GPGME Python bindings

Ben McGinnes ben at
Fri Dec 29 22:24:39 CET 2017

On Thu, Dec 28, 2017 at 05:49:58PM -0500, Leo Famulari wrote:
> Hello,
> I'm working on downstream packaging of GPGME and GPGME's Python
> language bindings for GNU Guix. [0]


> Because it was easier, we began packaging the GPGME Python bindings
> based on the PyPi release [1] of version 1.8.0.
> However, since that time, GPGME has had a few more releases, but the
> PyPi release has not been updated.

Nor is it likely to be at the moment, PyPi is ... one of the least
impressive aspects of Python, unfortunately.

> How should we interpret this? Does it mean that we should continue to
> package version 1.8.0 of Python bindings?

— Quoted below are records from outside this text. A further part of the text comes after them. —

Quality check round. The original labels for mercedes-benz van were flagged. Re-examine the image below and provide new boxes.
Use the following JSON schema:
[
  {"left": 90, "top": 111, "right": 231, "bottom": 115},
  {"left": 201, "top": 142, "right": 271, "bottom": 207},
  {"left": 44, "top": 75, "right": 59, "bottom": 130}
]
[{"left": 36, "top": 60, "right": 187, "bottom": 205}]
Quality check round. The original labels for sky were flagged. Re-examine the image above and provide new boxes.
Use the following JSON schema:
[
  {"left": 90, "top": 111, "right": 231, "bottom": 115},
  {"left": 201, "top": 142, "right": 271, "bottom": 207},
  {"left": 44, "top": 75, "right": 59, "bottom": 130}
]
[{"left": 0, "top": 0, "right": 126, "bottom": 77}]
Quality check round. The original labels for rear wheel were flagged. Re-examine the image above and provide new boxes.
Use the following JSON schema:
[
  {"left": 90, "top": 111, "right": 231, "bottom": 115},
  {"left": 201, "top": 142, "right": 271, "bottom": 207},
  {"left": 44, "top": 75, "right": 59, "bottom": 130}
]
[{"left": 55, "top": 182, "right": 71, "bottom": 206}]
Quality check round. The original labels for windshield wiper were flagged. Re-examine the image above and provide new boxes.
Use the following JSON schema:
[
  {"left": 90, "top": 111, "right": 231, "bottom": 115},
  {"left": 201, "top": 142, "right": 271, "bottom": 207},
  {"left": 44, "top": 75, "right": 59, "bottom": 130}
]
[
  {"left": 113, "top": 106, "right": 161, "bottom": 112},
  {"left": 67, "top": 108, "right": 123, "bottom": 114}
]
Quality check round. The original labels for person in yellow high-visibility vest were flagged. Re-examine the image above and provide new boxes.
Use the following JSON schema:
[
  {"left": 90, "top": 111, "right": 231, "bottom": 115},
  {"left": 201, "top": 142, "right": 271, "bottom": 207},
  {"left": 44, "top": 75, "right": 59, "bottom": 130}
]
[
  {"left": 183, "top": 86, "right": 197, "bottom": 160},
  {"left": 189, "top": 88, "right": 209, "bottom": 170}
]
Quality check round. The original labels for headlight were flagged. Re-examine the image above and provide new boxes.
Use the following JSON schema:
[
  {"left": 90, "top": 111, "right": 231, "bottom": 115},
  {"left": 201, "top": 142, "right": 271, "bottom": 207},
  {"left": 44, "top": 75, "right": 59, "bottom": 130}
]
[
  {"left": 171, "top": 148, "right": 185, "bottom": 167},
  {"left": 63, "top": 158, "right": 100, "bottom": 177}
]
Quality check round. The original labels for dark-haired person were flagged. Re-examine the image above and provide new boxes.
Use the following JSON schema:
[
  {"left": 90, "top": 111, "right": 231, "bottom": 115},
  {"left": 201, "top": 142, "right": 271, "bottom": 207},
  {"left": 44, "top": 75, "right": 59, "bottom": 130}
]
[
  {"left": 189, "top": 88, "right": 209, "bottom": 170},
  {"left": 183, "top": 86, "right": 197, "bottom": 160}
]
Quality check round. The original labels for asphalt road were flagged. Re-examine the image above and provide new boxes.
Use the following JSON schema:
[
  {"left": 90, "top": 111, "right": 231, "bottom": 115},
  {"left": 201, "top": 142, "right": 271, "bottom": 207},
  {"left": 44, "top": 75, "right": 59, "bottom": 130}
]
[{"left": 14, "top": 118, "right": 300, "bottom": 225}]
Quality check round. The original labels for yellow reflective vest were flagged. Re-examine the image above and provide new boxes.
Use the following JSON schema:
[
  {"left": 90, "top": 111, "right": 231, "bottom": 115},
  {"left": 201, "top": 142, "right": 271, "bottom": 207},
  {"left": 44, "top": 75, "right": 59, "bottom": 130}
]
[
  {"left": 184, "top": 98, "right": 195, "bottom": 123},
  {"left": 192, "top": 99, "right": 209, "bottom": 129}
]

Or should we try to build them
> from the latest GPGME source release?

The Python bindings are updated with each GPGME release and compiling
GPGME should result in the current bindings being built and installed
in the versions of Python 2 and 3 found on the system.

IIRC the bindings with GPGME 1.8.0 used the module name of gpgme, that
has since been changed to gpg. and current behaviour is very pythonic.

For example, here's about the simplest clear signing method (using the
default key of the user running the code):

    import gpg
    from gpg.constants.sig import mode

    with gpg.Context() as c:
        signed = c.sign(b"Test message", mode=mode.CLEAR)

    afile = open("filename.txt.asc", "wb")

Encryption and decryption don't require much more than that either.

Yes, you can encrypt data as a class and then import that upon
decryption if your intent is to securely store authentication tokens
as part of something else.  In fact, that's what prompted what led to
these bindings being updated to Python 3 in the first place.